Eigentlich sollte die Inbetriebnahme schon bis 2013 erfolgt sein. Es kam dann aber zu Verzögerungen bei der Erstellung des Umspannwerks und des HGÜ-Netzanschlusses. Das Umspannwerk bündelt den von den Windkraftanlagen erzeugten Drehstrom und bringt ihn von 33 auf 110 Kilovolt, bevor er zur Gleichrichtung an die Konverterstation HelWin alpha übergeben wird. Es sollte von Siemens geliefert werden. Der renommierte Elektrokonzern, der sich auch mit anderen Wind-Projekten übernommen hatte (130704), war aber nicht imstande, den im August 2010 erteilten Auftrag ordnungsgemäß auszuführen. RWE kündigte deshalb im März 2013 den Vertrag mit Siemens und beauftragte die dänische Firma Bladt Industries mit der Fertigstellung der Anlage. Bei einem anschließenden schiedsgerichtlichen Verfahren fand sich Siemens zu einer Entschädigung bereit, über deren Umfang beide Seiten Stillschweigen vereinbarten. Sie scheint indessen nicht unerheblich gewesen zu sein, denn der RWE-Geschäftsbericht 2014 erwähnt "ungeplante Sondererträge aus Schadenersatzleistungen, die uns für fremdverschuldete Verzögerungen bei der Fertigstellung des Windparks Nordsee Ost gewährt wurden".
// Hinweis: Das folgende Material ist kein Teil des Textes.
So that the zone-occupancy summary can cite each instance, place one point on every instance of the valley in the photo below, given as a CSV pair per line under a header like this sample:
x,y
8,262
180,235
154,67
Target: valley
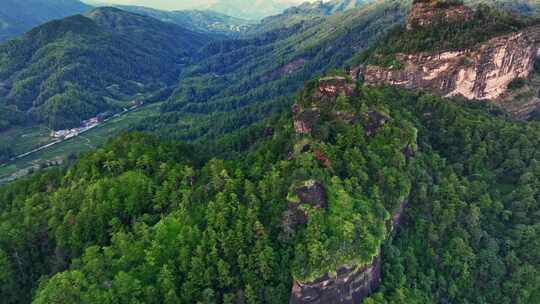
x,y
338,152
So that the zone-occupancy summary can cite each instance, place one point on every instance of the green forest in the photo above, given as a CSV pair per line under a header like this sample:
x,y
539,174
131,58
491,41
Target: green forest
x,y
141,220
251,179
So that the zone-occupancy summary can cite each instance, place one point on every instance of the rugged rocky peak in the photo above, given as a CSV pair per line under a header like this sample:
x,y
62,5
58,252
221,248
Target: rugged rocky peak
x,y
305,119
312,192
433,12
375,120
334,86
480,73
350,285
328,89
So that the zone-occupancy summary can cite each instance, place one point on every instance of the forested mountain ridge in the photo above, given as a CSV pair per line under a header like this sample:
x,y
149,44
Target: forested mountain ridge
x,y
17,17
68,70
345,193
238,82
298,196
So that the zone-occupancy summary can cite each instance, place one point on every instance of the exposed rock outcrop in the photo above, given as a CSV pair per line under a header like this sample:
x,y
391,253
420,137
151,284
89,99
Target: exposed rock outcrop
x,y
328,89
374,121
310,193
433,12
350,285
313,193
334,86
482,73
305,119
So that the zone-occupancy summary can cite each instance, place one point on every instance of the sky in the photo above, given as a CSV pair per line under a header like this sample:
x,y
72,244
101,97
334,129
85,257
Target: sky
x,y
172,4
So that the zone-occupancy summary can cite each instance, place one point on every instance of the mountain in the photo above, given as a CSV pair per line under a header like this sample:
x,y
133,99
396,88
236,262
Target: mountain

Für die von TenneT verschuldete Verzögerung müssen die Stromverbraucher aufkommen

Außerdem hat sich RWE schon vor drei Jahren über eine 15-monatige Verzögerung beim Bau der HGÜ-Netzanbindung HelWin 1 beklagt und von einem drohenden Schaden in dreistelliger Millionenhöhe gesprochen (120702). Für diesen Teil der elektrischen Installation, der die 130 Kilometer lange HGÜ-Verbindung zum Festland mit den beiden Konverterstationen umfaßt, ist der Netzbetreiber TenneT verantwortlich und aufgrund des Ende 2012 beschlossenen Offshore-Haftungsgesetzes (121103) auch entschädigungspflichtig, wenn er den Netzanschluß nicht rechtzeitig fertigstellt. Auf Anfrage teilte RWE mit, daß man bei TenneT einen Antrag nach dem Offshore-Haftungsgesetz gestellt und "bereits erste Entschädigungszahlungen erhalten" habe. Diese Zahlungen muß freilich nicht TenneT tragen, sondern werden über die Netzentgelte auf die Stromverbraucher abgewälzt.

Inzwischen gibt es in der Nordsee sechs Windparks

Nach "Alpha ventus" (100413), "Bard 1" (130815), "Riffgat" (140211), "Meerwind" (141108) und "Dan Tysk" (150503) ist "Nordsee Ost" der sechste Windpark in der deutschen Nordsee, der offiziell die Netzeinspeisung aufgenommen hat. Mit Ausnahme von "Alpha ventus" werden alle Windparks kommerziell betrieben. Die in der deutschen Nordsee installierte Nennleistung beläuft sich nun auf insgesamt 1.440 MW. Nicht berücksichtigt sind dabei zwei einzelne Windkraftanlagen im Leistungsbereich von 5 MW, die in Wassertiefen von 3 und 5 Meter unmittelbar vor der friesischen Küste installiert wurden. Ferner steht die Kapazität von Bard 1wegen andauernder elektrischer Probleme weiterhin nur beschränkt zur Verfügung (140612, 141108).